Stepping in political science, Vint Cerf made a telling attempt to quote Rousseau in a recent public chat. Google's "Chief Internet Evangelist" ineptly twisted the philosopher's Du Contrat Social, a major writing of the Enlightenment, which calls on citizens to abandon part of their personal sovereignty to a state. In turn, the state protects them and their right to electoral representation. Cerf read (see 01:03:10) that, "roughly speaking", Rousseau says: "Citizens give up some of their privacy in exchange for safety." This must be a different Rousseau, maybe one who works in the NSA's public relations department. Or perhaps this is just how Rousseau looks through Google Glass. Whatever the case, it's touching to see a computer scientist waxing philosophical about social justice, especially when it's the VP of Google trying to legitimate mass surveillance. Here, too, we see the Internet courting traditional politics, even if Cerf merely muddles them. Old power is new power.
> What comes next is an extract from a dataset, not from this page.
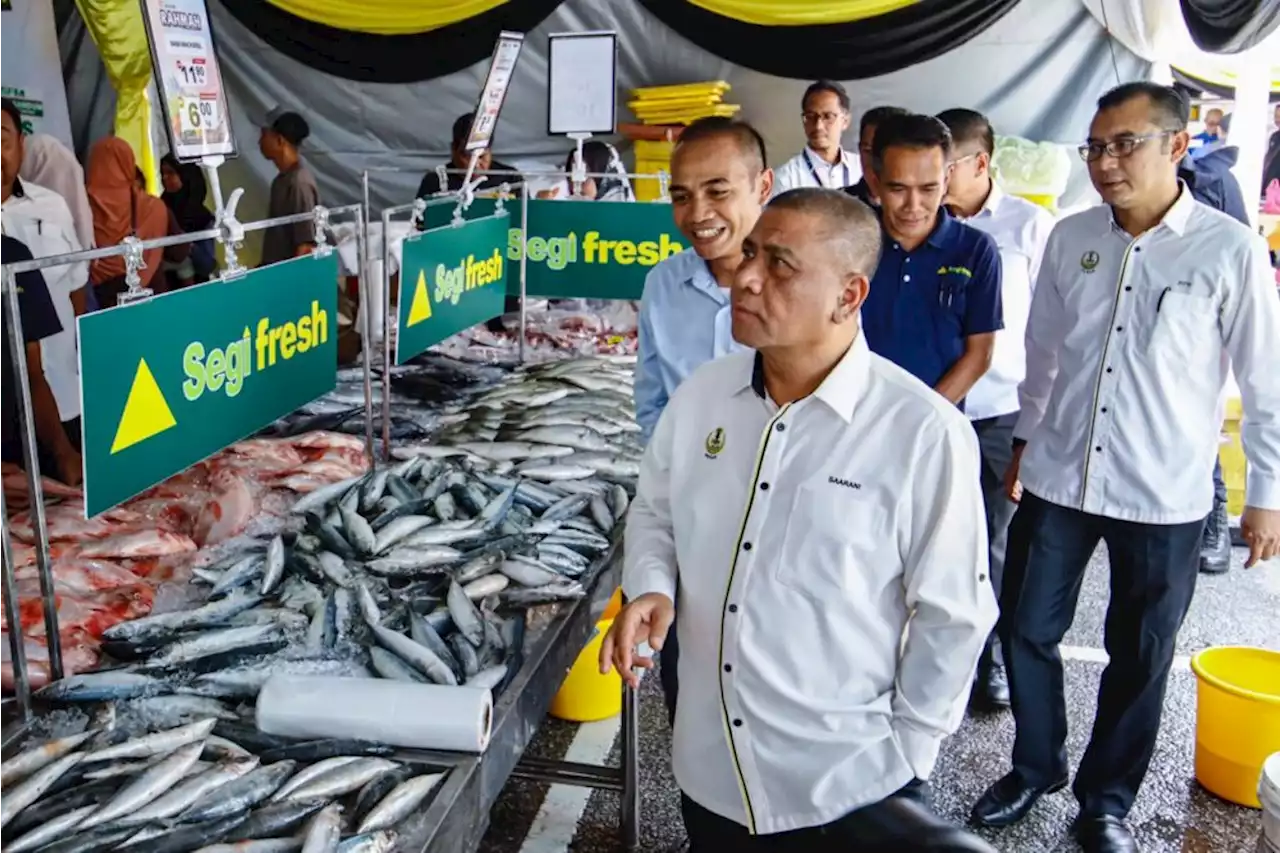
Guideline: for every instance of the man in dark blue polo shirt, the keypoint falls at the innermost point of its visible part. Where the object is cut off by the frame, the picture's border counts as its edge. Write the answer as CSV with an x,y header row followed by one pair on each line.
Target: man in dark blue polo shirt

It is time for our Internet masters, most of them in the U.S., to acknowledge that a state is not just a counter-terrorism agency or a counter-regulating body. Each state must stand for social peace, public health, education, welfare, protection and prosperity for its citizens and neighbors. We must pressure our governments to re-balance Internet power and care about digital policies so that it reinforces democracy instead of marginalizing it. Let's see citizens drive Internet public policies not simply with clicks and logs but with a vote.

Jean-Christophe Nothias

Post-scriptum: During the same Geneva Internet Conference, we had the pleasure of meeting Helena Dalli, Malta's Minister for Social Dialogue, Consumer Affairs and Civil Liberties. Listening to her explain her views on digital policies, I was reassured that there is indeed room for innovation in politics, and not just through "public funded" research that makes fortunes for private entities who are smart enough to be in the right place at the right time.